How do sites like LinkedIn efficiently display 1st/2nd/3rd-level relationship next to each person's name?

https://stackoverflow.com/questions/1556451

21-09-2019
|

Question

I recently botched a job interview by poorly answering a straightforward question: how do sites like LinkedIn efficiently show the relationship distance (1st/2nd/3rd) from you to every person displayed on a page (e.g. in people search results, list of people working in a company, etc.)?

<EDIT> I got the essential "trick" of the solution: finding "distance from me" is a common operation (e.g. 20x+ on a single page, 100's per login session), so you can do part of the "distance of me to X", cache it, and then re-use that cached partial result many times in order to make other operations much cheaper. I also guessed that the partial result was likely to be my second-level connections, because "cache all 3rd-level connections" would be too costly in RAM and CPU.</EDIT>

But when trying to convert this insight into a solution, I came up with a bumbling answer involving creating persistent caches of 2nd-level connections of everyone on the site (which would have been hugely epensive in perf and complex to maintain), and I took an inexplicable detour into using Bloom Filters in an way that made little technical sense. I wouldn't have hired myself after an answer like that!

Later, as I thought about the problem without the pressure of an interview hanging over my head, I came up a more reasonable answer.

Build a very fast way to get the first-level connections for each of batch of user IDs (batch size up to ~1000?). This probably means a dedicated cluster of lots-of-RAM servers which can cache the entire network's 1st-level connections in memory. Luckily, 50M members x avg. 100 connections per member x 4 bytes per member ID = <25GB to cache in RAM, which is doable with reasonably-priced hardware. And the number of changes per day is going to be under 1%, so keeping the cache up-to-date is not too hard. (Note that a relational database would probably be a bad choice to implement this cache because the "lots of random I/O" access pattern kills relational DB performance.)
when a user logs in, cache his 2nd-level connections by fetching 1st-level connections of every 1st-level connections, and stick in a hashtable (key = 2nd-level ID, value = array of 1st-level connections which connect you). Also cache your first-level connections too so you can pull back both 1st- and 2nd-level via a single call back to your remote cache server. User IDs are easily partitionable, so a distributed cache like memcached may work well for this.
for any user ID, to find whether it's in your "network" and what relationship it is to you (1st, 2nd, 3rd), do the following:
1. if the ID is in your first-level connections, stop.
2. try looking up the ID in your cached 2nd-level connections hashtable.
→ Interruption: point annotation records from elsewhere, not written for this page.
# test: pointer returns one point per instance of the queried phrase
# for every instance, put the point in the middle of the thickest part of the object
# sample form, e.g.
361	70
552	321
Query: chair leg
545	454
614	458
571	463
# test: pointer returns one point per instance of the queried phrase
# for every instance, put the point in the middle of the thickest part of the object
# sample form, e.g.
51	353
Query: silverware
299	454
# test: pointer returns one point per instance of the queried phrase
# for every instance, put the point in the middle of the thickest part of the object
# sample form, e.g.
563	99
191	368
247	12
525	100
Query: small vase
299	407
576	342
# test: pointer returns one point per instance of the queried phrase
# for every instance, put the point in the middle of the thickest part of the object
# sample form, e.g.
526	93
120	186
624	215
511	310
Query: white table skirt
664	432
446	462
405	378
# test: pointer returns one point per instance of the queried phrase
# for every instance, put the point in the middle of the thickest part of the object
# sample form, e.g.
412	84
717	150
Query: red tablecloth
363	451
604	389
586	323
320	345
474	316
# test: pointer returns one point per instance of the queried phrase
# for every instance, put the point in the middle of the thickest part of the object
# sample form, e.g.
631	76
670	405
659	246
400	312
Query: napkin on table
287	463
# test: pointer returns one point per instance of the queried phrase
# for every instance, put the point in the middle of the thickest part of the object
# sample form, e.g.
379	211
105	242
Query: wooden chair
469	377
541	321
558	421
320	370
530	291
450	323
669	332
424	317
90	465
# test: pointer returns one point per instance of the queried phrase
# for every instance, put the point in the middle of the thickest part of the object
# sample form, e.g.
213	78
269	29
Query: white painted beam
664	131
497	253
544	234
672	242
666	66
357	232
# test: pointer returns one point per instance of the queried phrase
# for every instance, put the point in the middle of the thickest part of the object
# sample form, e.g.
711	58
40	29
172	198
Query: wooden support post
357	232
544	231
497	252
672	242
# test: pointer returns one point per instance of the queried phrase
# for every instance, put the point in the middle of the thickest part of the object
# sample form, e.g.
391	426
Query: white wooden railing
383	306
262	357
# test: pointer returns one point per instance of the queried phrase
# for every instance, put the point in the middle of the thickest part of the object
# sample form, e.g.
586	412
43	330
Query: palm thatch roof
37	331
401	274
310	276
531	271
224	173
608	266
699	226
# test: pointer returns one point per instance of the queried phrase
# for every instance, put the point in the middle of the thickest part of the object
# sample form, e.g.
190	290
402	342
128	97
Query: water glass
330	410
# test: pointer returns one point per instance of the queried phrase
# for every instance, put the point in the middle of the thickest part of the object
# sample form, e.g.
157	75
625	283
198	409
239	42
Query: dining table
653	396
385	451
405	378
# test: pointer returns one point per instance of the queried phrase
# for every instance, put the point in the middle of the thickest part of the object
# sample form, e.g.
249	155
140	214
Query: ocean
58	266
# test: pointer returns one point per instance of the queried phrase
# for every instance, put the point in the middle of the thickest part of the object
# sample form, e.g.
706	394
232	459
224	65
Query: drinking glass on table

If found, return the array of connections which connect you.
3. fetch the ID's first level connections, and repeat step #2 for each of them. Aggregate all results into a single array and return them.
4. <EDIT> refactor into a batch implementation ("look up distance from me to N different users") so you can get all the remote results from step #3 without having to make up to N remote calls.</EDIT>

But I'm sure there are better answers to this. What's yours? If you want extra challenge, try simulating an inteview situation (can't look up solutions on the Web).

Note that the question was about an optimal solution, regardless of how LinkedIn actually does it today, which I looked up after I wrote my own answer above.

Solution

You may be able to leverage axioms about small world networks to optimize this type of traversal.

Small world networks are characterized by "hubs" the represent very dense interconnections of other nodes. Most nodes in the network will generally either connect within a few hops to a topologically nearby node (1-4 hops away) or will route through one or more such hubs. This is one of the main reasons that small world networks behave the way they do.

OTHER TIPS

Interestingly, 1970's technology would do a fair job of modeling this. The Network Database Model efficiently manages this type of relationship.

It's not efficient in terms of ad hoc queries or data model maintenance, so fell out of favor with the rise of relational data models.

If you think about it, doing this in SQL could be very processor intensive.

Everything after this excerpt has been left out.